Eine DVD und drei Orangen – so viel geht schon

Chuwi Mini Book - im Vergleich mit einer DVD
Chuwi Mini Book – im Vergleich mit einer DVD

Test: Chuwi MiniBook Mobile Workstation mit Intel Core m3-8100Y Prozessor, 8GB LPDDR3 RAM, 128 GB SSD und 8 Zoll glänzender FullHD Bildschirm

Bewertung: 4 von 5.

Über Indiegogo hatte ich das „MiniBook“ von des chinesischen Herstellers unterstützt. Es wurde als mobile Arbeitsstation beworben und die reinen Leistungsdaten sprechen dafür: Intel Core m3-8100Y Prozessor, 8GB LPDDR3 RAM (wahlweise 16 GB RAM) und 128 GB SSD Speicher sollten für alle Standardaufgaben reichen, ausgenommen natürlich anspruchsvolle Spiele und Grafikbearbeitung. Bemerkenswert wird das „Chuwi MiniBook“ durch seine sehr kompakten Ausmaße. So wird all die moderne Technik in einem Gehäuse zusammengefasst, welches kleiner ist als viele Tablets und nur wenig größer als manche Handys, am ehesten zu vergleichen mit einer DVD. Der Full HD Touchbildschirm ist gerade mal 8 Zoll groß und das komplette Gerät wiegt nur 660 Gramm, etwa so viel wie drei Orangen.
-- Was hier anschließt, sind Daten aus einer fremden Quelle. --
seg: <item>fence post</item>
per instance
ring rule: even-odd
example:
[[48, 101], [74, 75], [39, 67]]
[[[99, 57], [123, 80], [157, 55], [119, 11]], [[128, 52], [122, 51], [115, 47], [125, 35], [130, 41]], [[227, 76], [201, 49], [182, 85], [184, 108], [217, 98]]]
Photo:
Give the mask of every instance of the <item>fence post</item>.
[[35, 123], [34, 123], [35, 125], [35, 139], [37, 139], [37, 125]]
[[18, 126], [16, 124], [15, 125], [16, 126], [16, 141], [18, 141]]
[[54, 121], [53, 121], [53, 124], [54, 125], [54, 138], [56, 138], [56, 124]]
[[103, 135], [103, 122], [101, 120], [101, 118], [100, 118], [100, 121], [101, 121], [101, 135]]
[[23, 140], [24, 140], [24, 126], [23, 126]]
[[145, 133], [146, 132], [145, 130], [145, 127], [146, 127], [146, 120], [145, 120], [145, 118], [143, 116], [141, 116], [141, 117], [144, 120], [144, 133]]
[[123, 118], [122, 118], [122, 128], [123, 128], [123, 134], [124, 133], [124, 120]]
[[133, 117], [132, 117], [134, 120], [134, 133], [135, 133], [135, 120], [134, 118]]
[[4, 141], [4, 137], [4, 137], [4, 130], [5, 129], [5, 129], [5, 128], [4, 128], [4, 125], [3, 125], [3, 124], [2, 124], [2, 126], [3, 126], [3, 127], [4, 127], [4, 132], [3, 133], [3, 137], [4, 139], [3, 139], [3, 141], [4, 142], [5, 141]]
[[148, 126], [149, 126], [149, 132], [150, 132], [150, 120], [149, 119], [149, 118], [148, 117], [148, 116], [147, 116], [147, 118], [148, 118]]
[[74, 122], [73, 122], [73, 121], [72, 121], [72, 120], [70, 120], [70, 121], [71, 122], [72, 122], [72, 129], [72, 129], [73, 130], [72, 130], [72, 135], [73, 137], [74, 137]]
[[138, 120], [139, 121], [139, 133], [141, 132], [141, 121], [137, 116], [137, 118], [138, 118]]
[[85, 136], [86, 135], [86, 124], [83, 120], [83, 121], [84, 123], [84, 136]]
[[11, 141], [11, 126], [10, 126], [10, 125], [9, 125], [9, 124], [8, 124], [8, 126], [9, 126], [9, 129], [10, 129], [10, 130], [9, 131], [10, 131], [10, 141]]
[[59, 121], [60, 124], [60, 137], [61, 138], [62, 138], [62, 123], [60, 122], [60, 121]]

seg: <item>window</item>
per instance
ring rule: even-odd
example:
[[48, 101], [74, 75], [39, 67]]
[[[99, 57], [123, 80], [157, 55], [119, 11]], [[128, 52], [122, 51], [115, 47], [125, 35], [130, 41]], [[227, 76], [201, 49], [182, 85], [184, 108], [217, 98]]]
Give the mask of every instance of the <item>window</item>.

Wenn man das MiniBook in der Hand hält, ist es beeindruckend, was technisch möglich ist. So viel Technik und Geschwindigkeit in so wenig Materie und Gewicht. Inwiefern das Chuwi MiniBook die eierlegende Wollmilchsau der Computertechnik ist, soll dieser Test zeigen.

ProContra
+ viel Leistung auf wenig Raum– Tastaturlayout gewöhnungsbedürftig und frickelig
+ sehr mobil– Lüfter meist an und laut
+ viele Anschlüsse– sehr kleines Display für längere Arbeiten

Das geht schon gut: Rechenpower, Anschlussvielfalt, Mobilität

Chuwi Mini Book Mobile Workstation
Chuwi Mini Book Mobile Workstation

Ein bisschen unförmig sieht es ja aus, dieses Gerät von Chuwi. Dabei ist es deutlich dem MacBook Pro nachgebildet. Jedoch tut dem Design des Vorbilds die Miniaturisierung nicht gut. Es bleibt schick, wirkt aber nicht ansatzweise so schlicht klar. Ungewohnt ist, dass die Unterseite – Base, wie man neudeutsch sagt – fast dreimal so dick ist wie das Display. Eventuell geht dies kaum anders bei dieser Größe und der verbauten Power. Ein ausgewogenes Äußeres ist dennoch anders.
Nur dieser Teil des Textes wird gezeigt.